There are several goals:

1. Support conversion to/from all C integer types (char, short, int,
long, long long, intN_t, intptr_t, intmax_t, wchar_t, wint_t and
corresponding unsigned types), POSIX integer types (pid_t, uid_t, off_t,
etc) and other platfrom or library specific integer types (like
Tcl_WideInt in libtcl). Currently only supported types are long,
unsigned long, long long, unsigned long, ssize_t and size_t. For other
types you should choose the most appropriate supertype (long or long
long, sometimes providing several varians) and manually handle overflow.

There are requests for PyLong_AsShort(), PyLong_AsInt32(),
PyLong_AsMaxInt(), etc. It is better to provide a single universal
function than extend API by several dozens functions.

2. Support different options for overflow handling. Different options
are present in PyLong_AsLong(), PyLong_AsLongAndOverflow(),
PyLong_AsUnsignedLongMask() and PyNumber_AsSsize_t(). But not all
options are available for all types. There is no *AndOverflow() variant
for unsigned types, size_t, ssize_t, and saturation is only available
for ssize_t.

3. Support serialization of arbitrary precision integers. It is used in
pickle and random, and can be used to support other binary data formats.

All these goals can be achieved by few universal functions.
...
So I might want
PyLong_AsGMPInt and PyLong_AsGMPRatio as well as the corresponding
functions for MP, and maybe even PyLong_AsGMPFloat.  The obvious way
to write those is <library constructor>(str(python_integer)), I think.
PyLong_AsGMPInt() cannot be added until GMP be included in Python
interpreter, and it is very unlikely. Converting via decimal
representation is very inefficient way, especially for very long
integers (it has cubic complexity from the size of the integer).
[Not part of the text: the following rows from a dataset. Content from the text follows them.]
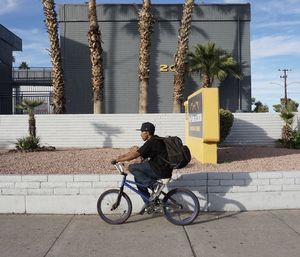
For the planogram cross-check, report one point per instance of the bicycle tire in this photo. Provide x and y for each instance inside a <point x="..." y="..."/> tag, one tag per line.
<point x="105" y="203"/>
<point x="181" y="206"/>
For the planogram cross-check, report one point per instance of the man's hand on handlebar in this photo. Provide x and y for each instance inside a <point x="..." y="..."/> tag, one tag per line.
<point x="113" y="162"/>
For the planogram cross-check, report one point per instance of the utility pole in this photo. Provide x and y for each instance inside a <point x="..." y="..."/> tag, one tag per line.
<point x="284" y="76"/>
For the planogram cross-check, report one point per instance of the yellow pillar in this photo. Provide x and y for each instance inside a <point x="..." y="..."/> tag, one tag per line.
<point x="202" y="124"/>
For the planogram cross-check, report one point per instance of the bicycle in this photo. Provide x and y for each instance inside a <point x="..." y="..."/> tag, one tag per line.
<point x="180" y="206"/>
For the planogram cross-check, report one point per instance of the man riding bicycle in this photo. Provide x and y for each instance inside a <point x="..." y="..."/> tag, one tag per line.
<point x="154" y="166"/>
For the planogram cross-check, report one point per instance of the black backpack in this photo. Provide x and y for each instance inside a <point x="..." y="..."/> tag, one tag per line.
<point x="179" y="155"/>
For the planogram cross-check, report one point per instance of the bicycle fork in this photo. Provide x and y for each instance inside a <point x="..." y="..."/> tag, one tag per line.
<point x="117" y="203"/>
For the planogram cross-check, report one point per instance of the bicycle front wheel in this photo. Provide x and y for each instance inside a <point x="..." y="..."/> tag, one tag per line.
<point x="181" y="206"/>
<point x="111" y="211"/>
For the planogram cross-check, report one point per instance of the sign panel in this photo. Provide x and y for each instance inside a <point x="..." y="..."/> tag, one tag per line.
<point x="195" y="116"/>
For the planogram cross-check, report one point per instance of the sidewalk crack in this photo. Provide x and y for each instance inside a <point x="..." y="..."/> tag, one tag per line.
<point x="285" y="223"/>
<point x="189" y="241"/>
<point x="58" y="236"/>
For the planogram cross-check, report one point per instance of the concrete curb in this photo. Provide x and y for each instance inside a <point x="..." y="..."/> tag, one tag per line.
<point x="217" y="191"/>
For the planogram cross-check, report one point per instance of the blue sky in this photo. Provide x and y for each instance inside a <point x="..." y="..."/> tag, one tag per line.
<point x="275" y="40"/>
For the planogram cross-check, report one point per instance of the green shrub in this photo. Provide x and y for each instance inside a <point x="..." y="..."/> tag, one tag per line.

I think
GMP support more efficient conversions.
...
In the unlikely event that an
application needs to squeeze out that tiny bit of performance, I guess
the library constructors all accept buffers of bytes, too, probably
with a similarly complex API that can handle whatever the Python ABI
throws at them.
For using the library constructors accepting buffers of bytes we need
buffers of bytes. And the proposed functions provide the only interface
for conversion Python integers to/from buffer of bytes.
...
In which case why not just expose the internal
functions?
If you mean _PyLong_FromByteArray/_PyLong_AsByteArray, it is because we
should polish them before exposing them. They currently do not provide
different options for overflow, and I think that it may be more
convenient way for common case of native bytes order. The names of
functions, the number and order of parameters can be discussed. For such
discussion I opened this thread. If you have alternative propositions,
please show them.
...
Is it at all likely that that representation would ever
change?
They do not rely on internal representation. They are for
implementation-indepent representation.